In the United States, the huzzahs resonated with collectors and wine investors, and with high-end restaurants whose clients don’t mind spending hundreds or even thousands of dollars on renowned bottles. These people paid attention when Robert M. Parker Jr., the wine critic whose opinions most influence Bordeaux prices, wrote, “For some Médocs and Graves, 2009 may turn out to be the finest vintage I have tasted in 32 years of covering Bordeaux.”
But for a significant segment of the wine-drinking population in the United States, the raves heard around the world were not enough to elicit a response beyond, perhaps, a yawn. For these people, Bordeaux, once the world’s most hallowed region and the standard-bearer for all fine wines, is now largely irrelevant.
What happened? Plenty of Bordeaux is still consumed in the United States. In 2009, 1.29 million cases of Bordeaux wine were imported, accounting for 0.46 percent of all still wines, domestic and foreign, distributed in the country. While this percentage rises and falls year to year, it is still a far cry from its highs in the mid-1980s. Bordeaux shipments accounted for 1.69 percent of all still wines distributed in the United States in 1985, for example.
While the drop stems from far more competition in the lower-priced market, it also reflects a shift in the demographic of Bordeaux aficionados. For young Americans in particular, Bordeaux has become downright unfashionable.
Not so long ago, young wine-loving Americans were practically weaned on Bordeaux, just as would-be connoisseurs had been for generations. It was the gateway to all that is wonderful about wine. Now that excitement has gone elsewhere, to Burgundy and the Loire, to Italy and Spain. Bordeaux, some young wine enthusiasts say, is stodgy and unattractive. They see it as an expensive wine for wealthy collectors, investors and point-chasers, people who seek critically approved wines for the luxury and status they convey rather than for excitement in a glass.
“The perception of Bordeaux for my generation, it’s very Rolex, very Rolls-Royce,” said Cory Cartwright, 30, who is a partner in Selection Massale, a new company in San Jose, Calif., that imports natural and traditional wines made by small producers, and who writes the Saignée wine blog. “I don’t know many people who like or drink Bordeaux.”
But the lack of interest is not just a question of perception. Nor is it solely a reflection of the weak economy, which drove down sales of most higher-priced wines in the last two years.

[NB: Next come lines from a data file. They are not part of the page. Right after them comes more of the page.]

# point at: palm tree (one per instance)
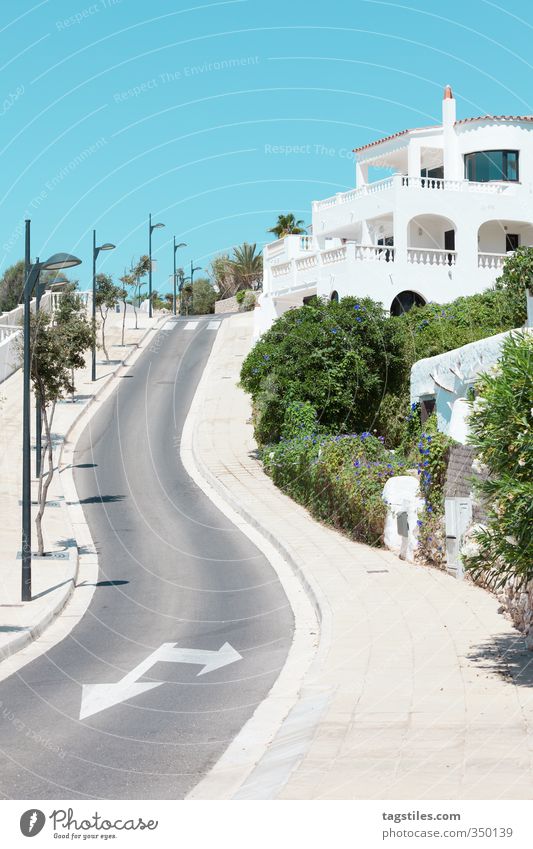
(247, 267)
(287, 225)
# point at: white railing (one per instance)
(7, 330)
(281, 269)
(307, 262)
(333, 255)
(55, 297)
(431, 256)
(432, 183)
(352, 194)
(452, 185)
(374, 253)
(306, 243)
(488, 260)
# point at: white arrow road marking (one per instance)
(98, 697)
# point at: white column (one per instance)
(361, 175)
(413, 158)
(452, 158)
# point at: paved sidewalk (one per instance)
(52, 579)
(420, 689)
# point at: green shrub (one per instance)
(514, 283)
(248, 302)
(501, 432)
(299, 420)
(339, 357)
(433, 450)
(435, 328)
(339, 479)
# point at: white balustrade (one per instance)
(281, 269)
(489, 260)
(334, 255)
(374, 253)
(432, 183)
(362, 191)
(7, 330)
(430, 256)
(306, 262)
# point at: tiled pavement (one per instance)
(420, 689)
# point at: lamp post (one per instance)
(191, 278)
(151, 228)
(56, 284)
(96, 250)
(181, 245)
(31, 276)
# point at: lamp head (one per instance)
(58, 261)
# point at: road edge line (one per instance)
(311, 615)
(11, 659)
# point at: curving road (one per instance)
(175, 574)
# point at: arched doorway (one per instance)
(404, 301)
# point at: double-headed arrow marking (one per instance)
(98, 697)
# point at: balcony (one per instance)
(402, 181)
(380, 270)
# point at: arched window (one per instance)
(404, 301)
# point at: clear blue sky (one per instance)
(112, 109)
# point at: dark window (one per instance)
(486, 165)
(404, 301)
(387, 241)
(512, 241)
(436, 173)
(449, 244)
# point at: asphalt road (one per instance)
(173, 570)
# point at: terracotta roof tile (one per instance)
(528, 118)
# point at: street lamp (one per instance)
(181, 245)
(151, 228)
(96, 250)
(31, 276)
(55, 285)
(191, 278)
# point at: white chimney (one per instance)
(450, 157)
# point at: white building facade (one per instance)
(459, 199)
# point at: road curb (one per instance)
(230, 774)
(72, 511)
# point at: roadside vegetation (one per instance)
(58, 344)
(330, 390)
(501, 432)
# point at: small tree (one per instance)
(287, 225)
(57, 348)
(107, 297)
(203, 297)
(515, 281)
(134, 279)
(247, 267)
(501, 433)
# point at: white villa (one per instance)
(458, 200)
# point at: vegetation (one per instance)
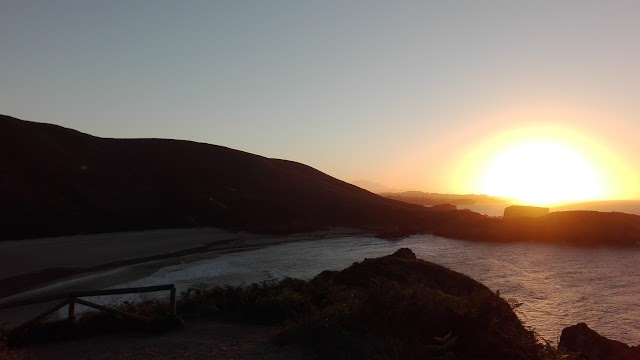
(394, 307)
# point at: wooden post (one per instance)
(72, 309)
(172, 302)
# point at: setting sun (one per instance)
(542, 172)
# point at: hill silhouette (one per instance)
(58, 181)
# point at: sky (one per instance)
(409, 94)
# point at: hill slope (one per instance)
(57, 181)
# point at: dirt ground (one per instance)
(197, 340)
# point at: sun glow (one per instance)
(542, 172)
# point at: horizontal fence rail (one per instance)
(72, 298)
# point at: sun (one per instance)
(541, 172)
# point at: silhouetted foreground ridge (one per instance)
(56, 181)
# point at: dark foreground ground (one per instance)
(392, 307)
(198, 340)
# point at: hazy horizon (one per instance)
(436, 97)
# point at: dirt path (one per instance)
(198, 340)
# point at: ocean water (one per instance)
(626, 206)
(558, 286)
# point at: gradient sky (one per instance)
(398, 93)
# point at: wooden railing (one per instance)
(73, 298)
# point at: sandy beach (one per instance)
(47, 266)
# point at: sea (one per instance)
(557, 285)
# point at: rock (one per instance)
(443, 207)
(593, 346)
(404, 253)
(517, 211)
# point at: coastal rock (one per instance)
(581, 339)
(415, 309)
(517, 211)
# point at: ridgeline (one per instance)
(57, 181)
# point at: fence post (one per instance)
(72, 309)
(172, 301)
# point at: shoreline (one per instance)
(25, 285)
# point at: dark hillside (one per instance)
(57, 181)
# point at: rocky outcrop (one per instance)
(593, 346)
(415, 309)
(518, 211)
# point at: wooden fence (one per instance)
(73, 298)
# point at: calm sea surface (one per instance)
(558, 285)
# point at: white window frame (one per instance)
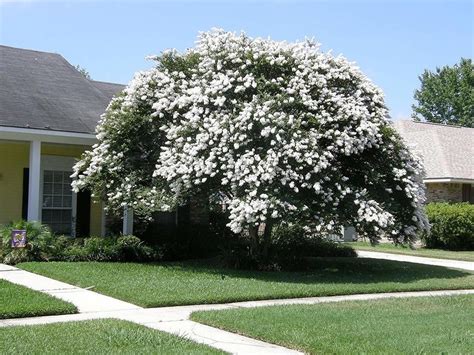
(59, 163)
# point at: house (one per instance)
(448, 156)
(48, 114)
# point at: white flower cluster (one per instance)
(283, 130)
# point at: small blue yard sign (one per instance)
(18, 238)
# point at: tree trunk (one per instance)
(253, 233)
(267, 236)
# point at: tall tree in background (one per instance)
(447, 95)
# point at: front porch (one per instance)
(35, 183)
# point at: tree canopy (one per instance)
(447, 95)
(282, 132)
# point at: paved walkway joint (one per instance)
(455, 264)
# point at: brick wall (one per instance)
(444, 192)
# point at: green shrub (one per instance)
(291, 248)
(122, 248)
(41, 243)
(452, 226)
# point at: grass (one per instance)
(396, 326)
(18, 301)
(400, 249)
(95, 337)
(181, 283)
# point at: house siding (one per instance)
(14, 157)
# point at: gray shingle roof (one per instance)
(42, 90)
(447, 151)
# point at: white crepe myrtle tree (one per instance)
(282, 131)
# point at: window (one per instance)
(57, 201)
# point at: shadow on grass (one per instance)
(329, 270)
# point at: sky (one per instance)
(393, 42)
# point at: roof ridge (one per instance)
(437, 124)
(30, 50)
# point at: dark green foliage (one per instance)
(452, 226)
(447, 95)
(42, 244)
(18, 302)
(290, 248)
(123, 248)
(45, 246)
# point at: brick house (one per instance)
(448, 156)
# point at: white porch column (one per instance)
(127, 228)
(34, 181)
(103, 219)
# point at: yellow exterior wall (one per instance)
(14, 156)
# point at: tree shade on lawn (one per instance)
(396, 326)
(18, 301)
(166, 284)
(95, 337)
(405, 250)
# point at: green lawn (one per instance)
(399, 249)
(95, 337)
(165, 284)
(18, 301)
(426, 325)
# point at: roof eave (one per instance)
(448, 180)
(47, 136)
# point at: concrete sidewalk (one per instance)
(454, 264)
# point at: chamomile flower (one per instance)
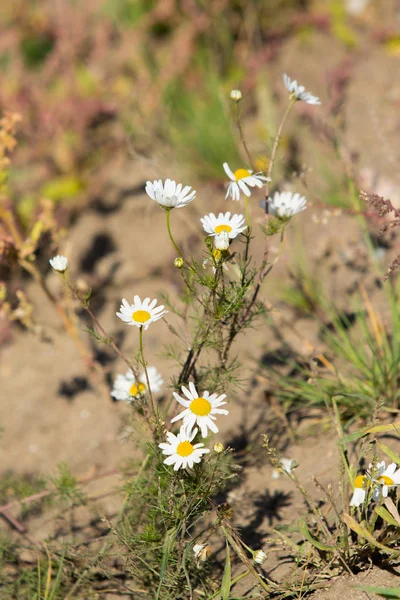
(221, 242)
(379, 481)
(169, 194)
(180, 451)
(141, 313)
(299, 91)
(286, 204)
(127, 388)
(59, 263)
(232, 225)
(200, 410)
(242, 180)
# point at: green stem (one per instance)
(167, 214)
(276, 144)
(153, 406)
(248, 218)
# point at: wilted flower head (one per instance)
(299, 92)
(127, 388)
(140, 313)
(242, 180)
(286, 466)
(236, 95)
(286, 204)
(169, 194)
(59, 263)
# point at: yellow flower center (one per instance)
(136, 389)
(241, 174)
(220, 228)
(385, 480)
(184, 449)
(141, 316)
(200, 407)
(359, 480)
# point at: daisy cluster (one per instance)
(375, 483)
(200, 409)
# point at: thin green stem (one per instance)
(276, 145)
(153, 406)
(167, 214)
(248, 217)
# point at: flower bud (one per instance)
(221, 241)
(236, 95)
(201, 552)
(218, 447)
(179, 262)
(59, 263)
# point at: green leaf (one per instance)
(393, 427)
(305, 532)
(392, 455)
(384, 592)
(386, 516)
(226, 580)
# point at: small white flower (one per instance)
(242, 180)
(379, 480)
(299, 91)
(140, 313)
(285, 467)
(200, 410)
(59, 263)
(236, 95)
(286, 204)
(180, 451)
(221, 241)
(169, 194)
(127, 388)
(259, 557)
(232, 225)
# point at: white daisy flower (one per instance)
(59, 263)
(127, 388)
(233, 225)
(380, 480)
(221, 241)
(242, 180)
(141, 313)
(180, 451)
(286, 204)
(299, 91)
(199, 410)
(169, 194)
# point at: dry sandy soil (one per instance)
(119, 246)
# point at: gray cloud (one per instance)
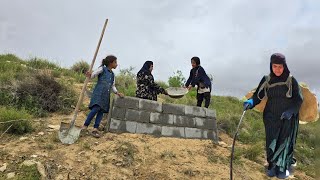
(233, 39)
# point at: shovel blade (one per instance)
(67, 134)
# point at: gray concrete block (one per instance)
(132, 115)
(184, 121)
(118, 113)
(149, 105)
(211, 113)
(196, 133)
(195, 111)
(173, 109)
(122, 126)
(127, 102)
(144, 117)
(144, 128)
(173, 131)
(205, 123)
(164, 119)
(136, 115)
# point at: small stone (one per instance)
(23, 138)
(3, 167)
(223, 144)
(54, 127)
(41, 169)
(28, 163)
(11, 175)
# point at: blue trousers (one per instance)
(96, 110)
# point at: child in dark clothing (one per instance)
(199, 77)
(100, 100)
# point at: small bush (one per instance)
(41, 94)
(38, 63)
(18, 127)
(81, 67)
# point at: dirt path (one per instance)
(125, 156)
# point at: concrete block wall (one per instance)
(134, 115)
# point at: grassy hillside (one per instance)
(37, 88)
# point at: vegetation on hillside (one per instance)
(37, 87)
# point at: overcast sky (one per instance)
(234, 39)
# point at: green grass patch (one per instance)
(20, 121)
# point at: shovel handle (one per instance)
(88, 78)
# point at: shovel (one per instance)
(234, 142)
(69, 133)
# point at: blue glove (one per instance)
(287, 115)
(248, 104)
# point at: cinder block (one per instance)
(127, 102)
(164, 119)
(211, 113)
(122, 126)
(205, 123)
(195, 111)
(118, 113)
(173, 109)
(195, 133)
(184, 121)
(144, 128)
(173, 131)
(144, 117)
(136, 115)
(149, 105)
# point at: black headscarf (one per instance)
(146, 67)
(278, 58)
(196, 60)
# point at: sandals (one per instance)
(95, 134)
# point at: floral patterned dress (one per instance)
(146, 87)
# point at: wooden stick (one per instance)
(6, 131)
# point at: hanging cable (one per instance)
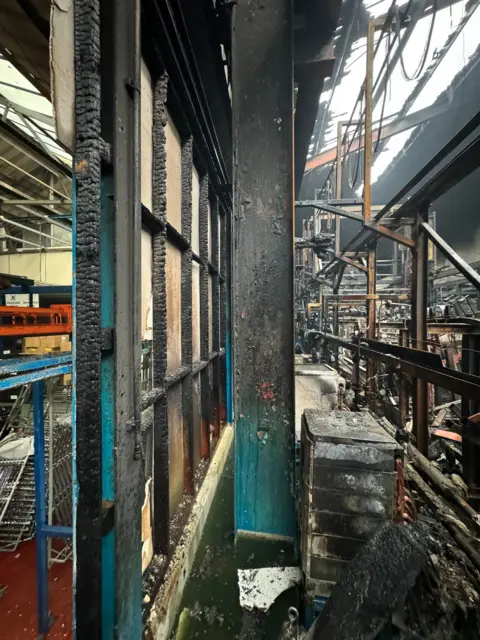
(426, 48)
(387, 24)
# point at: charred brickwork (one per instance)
(263, 286)
(187, 384)
(88, 534)
(159, 206)
(204, 321)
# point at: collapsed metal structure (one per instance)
(404, 220)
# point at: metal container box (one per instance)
(348, 490)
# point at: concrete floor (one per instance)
(210, 607)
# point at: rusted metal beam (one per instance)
(465, 269)
(392, 235)
(450, 379)
(324, 206)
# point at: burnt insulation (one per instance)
(161, 506)
(204, 328)
(88, 336)
(186, 298)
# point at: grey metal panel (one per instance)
(356, 456)
(352, 503)
(328, 569)
(366, 483)
(318, 588)
(346, 427)
(335, 547)
(340, 524)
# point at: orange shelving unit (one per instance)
(31, 321)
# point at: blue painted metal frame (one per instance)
(35, 376)
(107, 301)
(43, 289)
(42, 529)
(74, 389)
(33, 363)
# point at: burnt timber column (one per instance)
(263, 286)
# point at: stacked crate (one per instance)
(348, 491)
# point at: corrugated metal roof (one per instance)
(455, 38)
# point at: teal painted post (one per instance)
(264, 266)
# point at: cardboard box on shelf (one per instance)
(46, 344)
(31, 343)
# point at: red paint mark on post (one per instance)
(266, 392)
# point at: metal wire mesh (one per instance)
(17, 481)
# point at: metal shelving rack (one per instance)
(17, 373)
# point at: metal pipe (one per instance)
(419, 330)
(40, 233)
(371, 382)
(403, 397)
(338, 190)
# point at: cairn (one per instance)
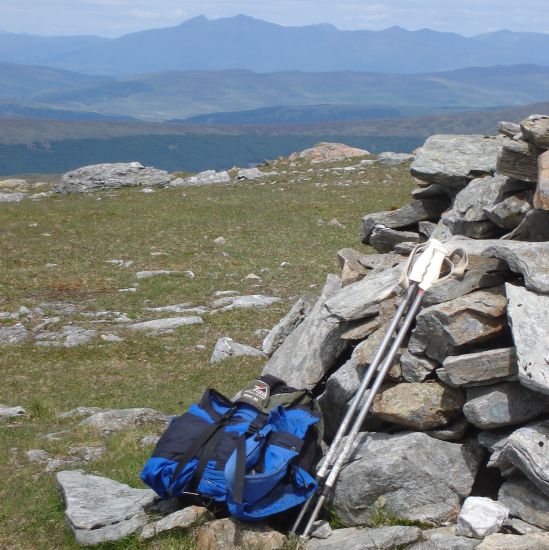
(458, 436)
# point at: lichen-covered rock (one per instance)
(287, 324)
(115, 420)
(450, 328)
(391, 470)
(226, 348)
(526, 501)
(501, 405)
(480, 368)
(419, 406)
(99, 509)
(526, 449)
(312, 347)
(453, 160)
(367, 539)
(97, 177)
(528, 315)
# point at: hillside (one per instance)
(53, 146)
(178, 95)
(247, 43)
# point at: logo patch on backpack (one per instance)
(258, 393)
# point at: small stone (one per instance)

The more troubling sign for Bordeaux is that it has largely lost the loyalty of people like sommeliers and neighborhood wine shop proprietors, who can help build an audience for wines. The high-end, big-name wines will always have a market, but the less expensive, less familiar names, the natural points of embarkation for young wine explorers, may not fare as well without the support of those crucial intermediaries.
“I don’t know any young sommelier who I’ve encountered in the last 15 years who is a Bordeaux hound,” said Paul Grieco, an owner of the restaurant Hearth as well as two innovative wine bars, Terroir and Terroir Tribeca, all in Manhattan. Mr. Grieco has been a mentor for many young sommeliers. He himself learned about fine wine by drinking Bordeaux. Nonetheless, at his wine bars, he serves 50 wines by the glass, and not one is a Bordeaux. His shift has left him with mixed feelings.
“I think, ‘I’m a history guy, how can I not revere Bordeaux?’ ” he said. “If even one person came in and said, ‘I want a glass of Bordeaux,’ I might think I really have to serve a Bordeaux. But not one person has said that. Not one! That’s pretty sad.”
For many younger sommeliers and wine lovers, the new standard of excellence is Burgundy.
Unlike Bordeaux, where many of the best-known chateaus are run by corporations or wealthy absentee owners, Burgundy is full of estates, including many of the leading ones, that are essentially small businesses. Dealing with Bordeaux often requires working with middle management and marketing specialists. It’s much easier to visit a Burgundian estate and find the one person who has dirt on the boots, wine on the hands and a name on the bottle.